Sieben Entwürfe kamen schließlich in die engere Wahl. Der im Libanon geborene Schweizer Künstler Christoph Rihs setzte sich durch. Die von ihm erdachte und konzipierte „Weltkarte“, die im „Malen-nach-Zahlen“-Prinzip im Sommer 1994 aufgebracht wurde, fand als „Größte Weltkarte der Welt“ sogar Aufnahme ins Guiness Buch der Rekorde.

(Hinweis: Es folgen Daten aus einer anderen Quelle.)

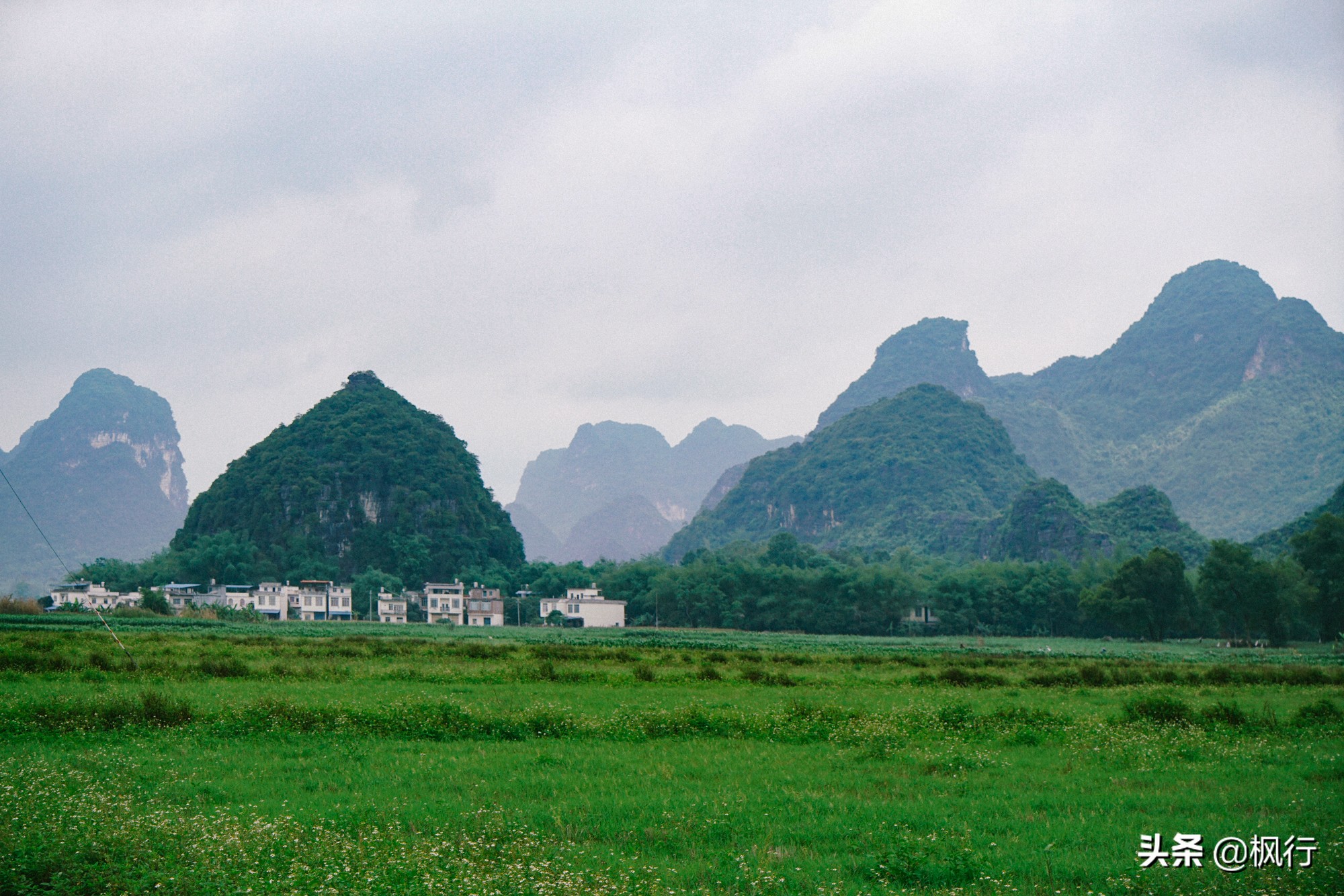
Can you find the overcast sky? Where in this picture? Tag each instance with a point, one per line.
(528, 217)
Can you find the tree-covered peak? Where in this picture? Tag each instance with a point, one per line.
(933, 351)
(365, 480)
(364, 379)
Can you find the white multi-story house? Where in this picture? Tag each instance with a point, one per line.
(392, 608)
(323, 600)
(338, 604)
(485, 608)
(274, 598)
(92, 597)
(444, 601)
(921, 616)
(183, 594)
(587, 608)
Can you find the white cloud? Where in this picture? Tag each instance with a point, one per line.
(534, 218)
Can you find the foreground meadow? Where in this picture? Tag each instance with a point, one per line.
(343, 758)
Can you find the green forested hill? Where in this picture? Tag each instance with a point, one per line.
(1277, 542)
(936, 474)
(103, 476)
(1046, 522)
(619, 491)
(1225, 397)
(923, 469)
(364, 480)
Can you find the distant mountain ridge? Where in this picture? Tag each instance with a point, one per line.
(620, 491)
(1280, 541)
(362, 480)
(1222, 396)
(929, 471)
(103, 476)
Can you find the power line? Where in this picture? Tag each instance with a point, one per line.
(34, 522)
(69, 574)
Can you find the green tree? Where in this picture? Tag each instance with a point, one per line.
(364, 590)
(1320, 551)
(1148, 597)
(1245, 594)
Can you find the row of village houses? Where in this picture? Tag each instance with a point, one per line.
(440, 602)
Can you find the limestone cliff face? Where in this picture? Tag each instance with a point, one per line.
(620, 491)
(103, 476)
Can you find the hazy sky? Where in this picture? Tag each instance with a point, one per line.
(528, 217)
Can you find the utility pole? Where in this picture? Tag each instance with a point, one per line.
(522, 594)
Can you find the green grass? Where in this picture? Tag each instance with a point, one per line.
(358, 760)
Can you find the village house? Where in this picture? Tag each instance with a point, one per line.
(444, 602)
(921, 616)
(189, 594)
(485, 608)
(392, 608)
(92, 597)
(587, 608)
(323, 600)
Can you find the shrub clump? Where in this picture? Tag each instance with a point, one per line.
(1225, 714)
(1323, 713)
(1162, 711)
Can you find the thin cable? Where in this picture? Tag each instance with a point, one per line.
(34, 522)
(64, 565)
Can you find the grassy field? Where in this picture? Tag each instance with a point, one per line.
(345, 758)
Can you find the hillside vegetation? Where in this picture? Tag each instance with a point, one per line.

Auch der Meppener Künstler Volker Seifen hatte sich 1993 an dem Wettbewerb zur künstlerischen Gestaltung des Kühlturms des Kraftwerks Meppen-Hüntel beteiligt. Sein Entwurf stellte die landschaftlichen Eigenarten des Emslandes dar und eröffnete den Blick zum Meer. Hauptmerkmal seiner Comiczeichnung war der von Möwen bevölkerte blaue Himmel. Warum der Entwurf bei der Jury durchfiel, lässt sich nur vermuten. Vielleicht erschien der Comic-Stil zu gewagt oder zu populär, vielleicht gab es auch Zweifel an der Umsetzbarkeit: die besondere Herausforderung für die am Wettbewerb teilnehmenden Künstler:innen war, einen Entwurf zu entwickeln, der sich auf dem Kühlturm auch technisch umsetzen ließ, was bei Seifens Vorschlag schwierig geworden wäre. Das Modell, eine Leihgabe von Doris und Andreas Wulf aus Kluse und die Fotocollage aus dem Besitz von Wilhelm Aldrian aus Meppen sind noch bis zum 5. März 2023 in der Sonderausstellung „Von Möwen und Männchen. Stadtbilder von Volker Seifen (1958–2017)“ im Stadtmuseum zu sehen.